L’audace du chevalier se traduit par les questions indirectes. La réponse est
indirectement rapportée par la proposition subordonnée conjonctive « qu’elle y était
envoyée par ses parents pour être religieuse ».
La tournure passive de la réponse (« qu’elle y était envoyée ») rappelle les codes
dans l’éducation d’une femme, et sa soumission à un ordre familial.
L’effet de surprise que provoque cette réponse sur le chevalier est d’autant plus fort
qu’il nomme pour la première fois le sentiment qui l’envahissait : « l’amour me rendait
déjà si éclairé ». Le champ lexical de l’amour (« l’amour », « « désirs »,
« sentiments ») indique que c’est désormais son cœur qui lui dicte sa ligne de
conduite.
Le fait que Manon doive devenir religieuse est vécu avec intensité par Des Grieux, comme
le souligne l’expression hyperbolique « un coup mortel pour (s)es désirs ». Elle est
destinée au couvent par ses parents, de la même manière que Des Grieux est
destiné à l’ordre de Malte par son père.
Contre la naissance des sentiments se dresse donc un obstacle : celui d’une morale
religieuse mortifère, incompatible avec le cœur.
L’échange s’achève sous la forme d’un discours indirect libre « c’était malgré elle
qu’on l’envoyait au couvent. »
La vie religieuse est présentée comme le dernier rempart contre le « penchant au
plaisir » de Manon.
Le péché de chair, suggéré uniquement, est développé par deux propositions
subordonnées relatives successives.
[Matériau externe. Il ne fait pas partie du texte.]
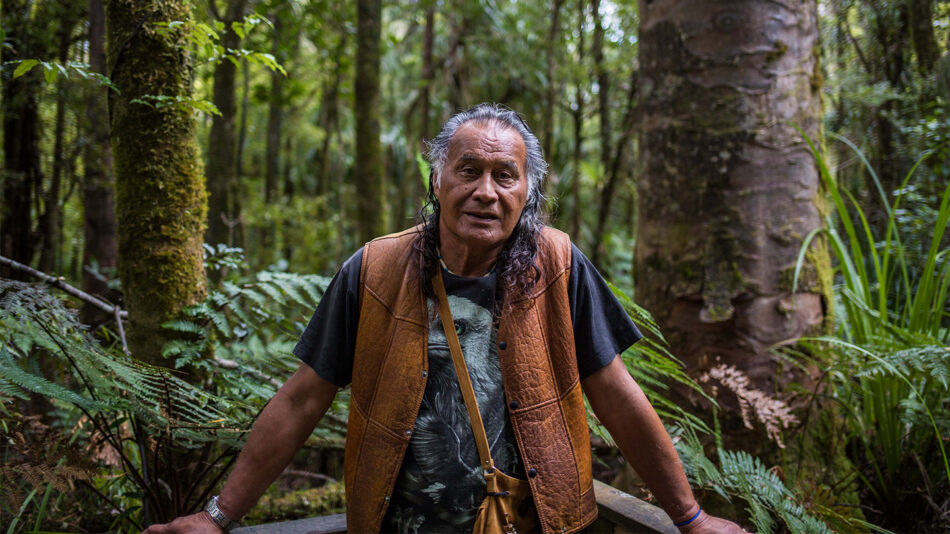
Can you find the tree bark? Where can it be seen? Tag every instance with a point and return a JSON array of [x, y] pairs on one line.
[[550, 93], [221, 172], [370, 199], [729, 188], [603, 85], [161, 202], [21, 126], [920, 13], [98, 199]]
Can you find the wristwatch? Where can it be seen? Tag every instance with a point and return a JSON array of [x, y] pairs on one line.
[[218, 516]]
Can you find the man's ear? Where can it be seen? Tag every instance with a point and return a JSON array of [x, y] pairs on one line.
[[433, 183]]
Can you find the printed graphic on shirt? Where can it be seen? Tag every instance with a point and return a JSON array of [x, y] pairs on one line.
[[441, 485]]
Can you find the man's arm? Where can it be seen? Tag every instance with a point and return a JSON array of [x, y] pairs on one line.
[[624, 410], [275, 438]]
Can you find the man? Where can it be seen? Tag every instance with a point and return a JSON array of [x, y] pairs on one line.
[[537, 326]]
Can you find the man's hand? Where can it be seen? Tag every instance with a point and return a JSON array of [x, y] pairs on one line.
[[707, 524], [199, 523]]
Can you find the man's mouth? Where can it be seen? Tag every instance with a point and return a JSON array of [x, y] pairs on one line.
[[483, 216]]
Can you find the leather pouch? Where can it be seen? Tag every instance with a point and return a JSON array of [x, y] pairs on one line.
[[508, 507]]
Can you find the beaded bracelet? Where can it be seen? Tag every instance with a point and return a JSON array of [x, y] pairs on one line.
[[688, 521]]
La première « qui s’était déjà déclaré » laisse
sous-entendre un passé sulfureux ; la seconde « et qui a causé, dans la suite, tous
ses malheurs et les miens » clôt de façon proleptique et tragique cet extrait tout en
plaçant le lecteur dans un effet d’attente.
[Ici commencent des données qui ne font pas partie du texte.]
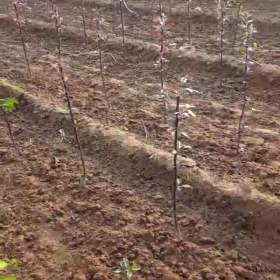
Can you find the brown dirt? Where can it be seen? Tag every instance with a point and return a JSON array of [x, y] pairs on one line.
[[229, 220]]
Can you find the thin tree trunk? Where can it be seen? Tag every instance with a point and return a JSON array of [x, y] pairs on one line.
[[101, 64], [161, 53], [236, 27], [222, 45], [84, 23], [63, 79], [123, 32], [175, 163], [189, 21], [10, 131], [22, 38], [240, 124], [26, 20]]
Par cette rencontre, le destin des personnages est scellé.

Conclusion :

La rencontre amoureuse racontée par le double regard d’un narrateur jeune et


passionné et d’un narrateur plus âgé et critique place le lecteur au cœur d’une
histoire complexe.
Témoin de la naissance des sentiments intenses de Des Grieux, le lecteur assiste,
impuissant, aux débuts de cette passion, à l’étymologie double : à la fois source
d’amour et de souffrance. Entre sentiments et interdits, la tragédie se noue déjà.
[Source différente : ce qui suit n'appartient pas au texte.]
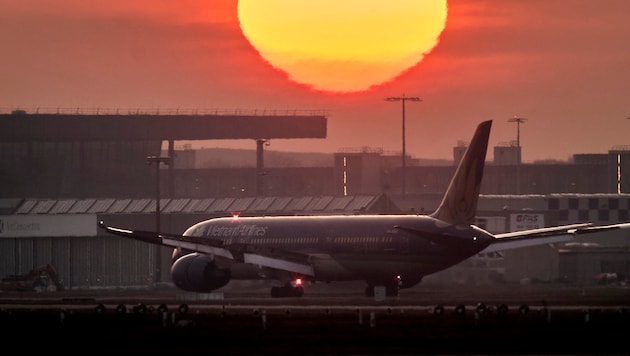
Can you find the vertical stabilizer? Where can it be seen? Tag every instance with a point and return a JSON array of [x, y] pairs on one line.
[[459, 205]]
Même si dans l’ « avis de l’auteur », le narrateur définit son texte comme « un
exemple terrible de la force des passions », on ne sent pas de condamnation
radicale mais plutôt un regard bienveillant porté sur des erreurs et des égarements
de jeunesse. Ce texte annonce ainsi, en cette première moitié du 18 ème siècle le
triomphe de la sensibilité représenté par Rousseau à la fin du siècle. Ainsi dans Julie
ou la Nouvelle Héloïse écrit par Rousseau en 1761, les sentiments dominent et la
compassion l’emporte sur la condamnation de la passion.